Abstracts

Clinical Outcomes of Copper Histidinate Treatment in Menkes Disease: A Single-Center Retrospective Case Series from an Expanded Access Program

Abstract number : 2.276
Submission category : 4. Clinical Epilepsy / 4C. Clinical Treatments
Year : 2025
Submission ID : 495
Source : www.aesnet.org
Presentation date : 12/7/2025 12:00:00 AM
Published date :

Authors :
Presenting Author: Sofia Mirshed, MBA, CCRP – Ann & Robert H. Lurie Children's Hospital of Chicago

Enrique Rojas, CCRC – Ann and Robert H Lurie Children's Hospital of Chicago
Megan Keeler, M Ed, MPH, MSW, LSW – Ann & Robert H. Lurie Children's Hospital of Chicago
Marija Stosic, MD, MBA – Ann & Robert H. Lurie Children's Hospital of Chicago
Linda Laux, M.D. – Ann & Robert H. Lurie Children's Hospital of Chicago
Priyamvada Tatachar, MBBS, MD – Ann & Robert H. Lurie Children’s Hospital of Chicago

Rationale: Menkes disease (MD) is a rare X-linked neurodegenerative disorder caused by ATP7A mutations, leading to copper deficiency and impaired function of copper-dependent enzymes. Clinical features emerge in infancy and include developmental regression, connective tissue abnormalities, coarse hair, and epilepsy. Seizures often present at 2–3 months and evolve (Verrotti et al., 2014). Focal seizures can precede infantile spasms and progress to epileptic encephalopathy or Lennox-Gastaut Syndrome with tonic, myoclonic, atypical absence seizures, and epileptic spasms. Without treatment, classic MD is often fatal by age 3. Copper histidinate (CuHis) is an investigational therapy designed to restore copper homeostasis, most effective when started early in patients with residual ATP7A function (Kaler, 2011). This review describes diagnostic features and clinical outcomes of MD patients treated under an Expanded Access Program (EAP) at our center.

Methods: We performed a retrospective review of 4 patients with genetically confirmed MD treated with subcutaneous CuHis from 2019-2025. Data included demographics, mutation type, initial copper studies, clinical features, treatment regimen, and developmental, neurologic, and safety domain outcomes.

Results:

Median age at diagnosis was 6 months; median age at treatment initiation was 6.5 months. All patients had pathogenic ATP7A mutations; 1 de novo, 3 maternally inherited. No affected siblings were identified; 1 female sibling was a carrier. 3/4 presented with seizures before MD diagnosis, treated with different anti-seizure medications (ASMs). Baseline copper and ceruloplasmin levels were low. CuHis was dosed 250mcg twice daily until 1 year of age, then once daily for up to 3 years total treatment. Adherence was generally high. Of the 4 patients enrolled, 1/4 currently on therapy, 2/4 discontinued 3–6 months prior to end of treatment for concern of treatment effects, and 1/4 died at age 4.

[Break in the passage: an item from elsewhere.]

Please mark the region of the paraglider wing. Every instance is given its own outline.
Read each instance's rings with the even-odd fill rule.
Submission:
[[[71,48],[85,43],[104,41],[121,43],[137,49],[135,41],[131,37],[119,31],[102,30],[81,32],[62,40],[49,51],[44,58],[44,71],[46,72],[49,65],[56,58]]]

Treatment responses included improved tone, alertness, hair/skin texture, motor and cognitive gains. Seizures stabilized and improved, leading to ASM weaning. EEG findings were variable; background appeared to improve and stabilize. All patients were enrolled in therapies and needed G-tube feeds. Multidisciplinary care involved nephrology, gastroenterology, pulmonology, and urology; 2/4 received palliative care. No hepatic or renal toxicity related to CuHis was observed. 1/4 developed anasarca and hypoalbuminemia; causality was unclear.

Conclusions: MD is a progressive neurodegenerative disorder with dismal prognosis. Parenteral CuHis under an EAP showed a favorable safety profile and signs of clinical stabilization and neurocognitive benefit in our cohort. Early treatment, ideally in the neonatal period, even before seizure onset, is associated with improved outcomes. High index of suspicion in infants with early focal epilepsy or infantile spasms with typical clinical features should prompt early testing and initiation of treatment with multidisciplinary intervention.

Funding: No direct funding was provided for this abstract.